There's no arguing with Brian O'Driscoll about Ireland's best player this year
Jamie Heaslip was nominated for World Rugby Player of the Year. CJ Stander got the Rugby Writers of Ireland award and Bundee Aki [Irish qualified next year] scooped the 2015/16 Guinness PRO12 and IRUPA accolades.
For Brian O'Driscoll, though, Conor Murray has been absolutely superb from January to December. The Munster scrum-half has surpassed all those other big names.
Ireland's Six Nations chances were mortally wounded by an opening draw with Wales followed by a loss to France in Paris. Joe Schmidt's men were neck deep in a crisis when they lost to England at Twickenham [winless in four games] before the moral was boosted with canings for Italy and Scotland.
Through that difficult championship, Murray stood out. He finished with three tries from five games and, with a host of new faces being capped, was emerging as a leader. He told us:
"You're one of the older or more experienced heads in the team now and, I don't think about it much, it's just the way I play. And off the pitch, helping lads out, is just a natural thing. Perfectly comfortable in it and enjoying it."

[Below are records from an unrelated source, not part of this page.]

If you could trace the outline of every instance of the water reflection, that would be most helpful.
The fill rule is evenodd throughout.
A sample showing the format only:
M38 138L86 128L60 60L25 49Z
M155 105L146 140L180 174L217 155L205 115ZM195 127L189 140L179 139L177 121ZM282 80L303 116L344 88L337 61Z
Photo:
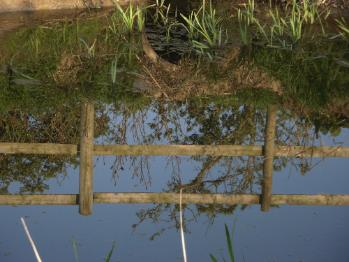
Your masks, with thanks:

Ireland sensed brighter days ahead but still had to head to South Africa with the likes of Johnny Sexton, Rob Kearney, Sean O'Brien, Peter O'Mahony and Josh van der Flier out. They beat the Springboks in Cape Town after playing 60 minutes with only 14 men. Murray helped himself to another try and had a superb game.

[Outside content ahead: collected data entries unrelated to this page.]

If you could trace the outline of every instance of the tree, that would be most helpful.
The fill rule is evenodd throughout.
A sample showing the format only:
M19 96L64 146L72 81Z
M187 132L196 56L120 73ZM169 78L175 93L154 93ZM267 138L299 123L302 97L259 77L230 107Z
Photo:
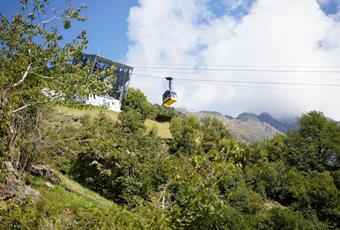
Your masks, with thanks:
M109 91L100 76L89 77L90 65L79 63L87 44L82 31L71 42L63 41L58 26L65 30L85 7L74 8L70 1L58 13L49 10L48 0L21 0L21 14L0 15L0 157L20 166L23 141L37 130L37 114L42 105L69 98ZM109 71L109 70L108 70ZM113 74L108 78L113 80Z
M312 207L320 220L340 227L340 191L336 188L329 172L312 172L307 178L304 197L299 197L300 207ZM305 198L307 197L307 199Z
M269 161L283 160L286 152L285 140L285 135L278 134L265 143L264 148Z
M274 208L270 214L272 220L270 229L326 229L322 225L307 221L300 213L289 209Z
M201 150L200 123L196 117L176 117L170 122L172 150L177 153L195 154Z
M340 126L315 111L303 115L299 125L286 139L288 163L303 170L339 169Z
M136 133L144 129L145 120L135 110L123 111L119 114L118 118L120 120L120 127L127 133Z
M142 115L142 118L153 118L153 108L144 93L139 89L129 88L127 97L122 104L122 110L134 110Z
M215 117L203 117L201 119L201 126L203 133L203 146L206 152L218 145L221 139L231 138L231 134L225 125Z
M238 186L228 196L231 206L241 213L254 215L263 208L262 197L246 186Z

Ireland lost that series 2-1 but the historic Cape Town win [first away victory in South Africa] was eclipsed by the already famous November 5 win over New Zealand in Chicago. Murray ran in his ninth Test try in that 40-29 triumph as he made opposite number Aaron Smith look distinctly second best.
He had a tougher time of it in Dublin as the All Blacks avenged that Soldier Field loss but was crucial in helping Ireland end the year on a high in a thrilling win over Australia.
So many highs and so many top performances but, for O'Driscoll, Murray stands tallest. He tells us:
"There have been a few great, stand-out performers but I think Conor Murray has been exceptional in green and red. He has been one of the top performers for Munster and has been a key leader in everything good they do.
"He has formed a really good partnership with Tyler Bleyendaal and they've managed to turn their season around after the very untimely death of Anthony Foley... That's great for Munster and it is great for Irish rugby as it provides a lot of competition for places."
O'Driscoll also brings up Murray's other crucial interventions in that Chicago victory - kicking a penalty when Sexton was down getting treatment and making the kick-chase and tackle that won Ireland a scrum just before Robbie Henshaw's clincher. He says:
"Ireland beating the All Blacks was pretty impressive. The fact that we gave them a sniff and then shut the door was the most satisfying aspect of it. There looked to be an inevitability to it - leading by four and then were we going to cough it up at the end?
"But then to go down to the other end where we could control the game.
"Good quality defence putting them under pressure. Conor Murray getting the five-metre scrum and us scoring from that, and the game was over... We beat a very All Blacks style game that day and beat them at their own game."
Beating them at their own game with the best No.9 in the game.
O'Driscoll is convinced and he has made a pretty convincing case.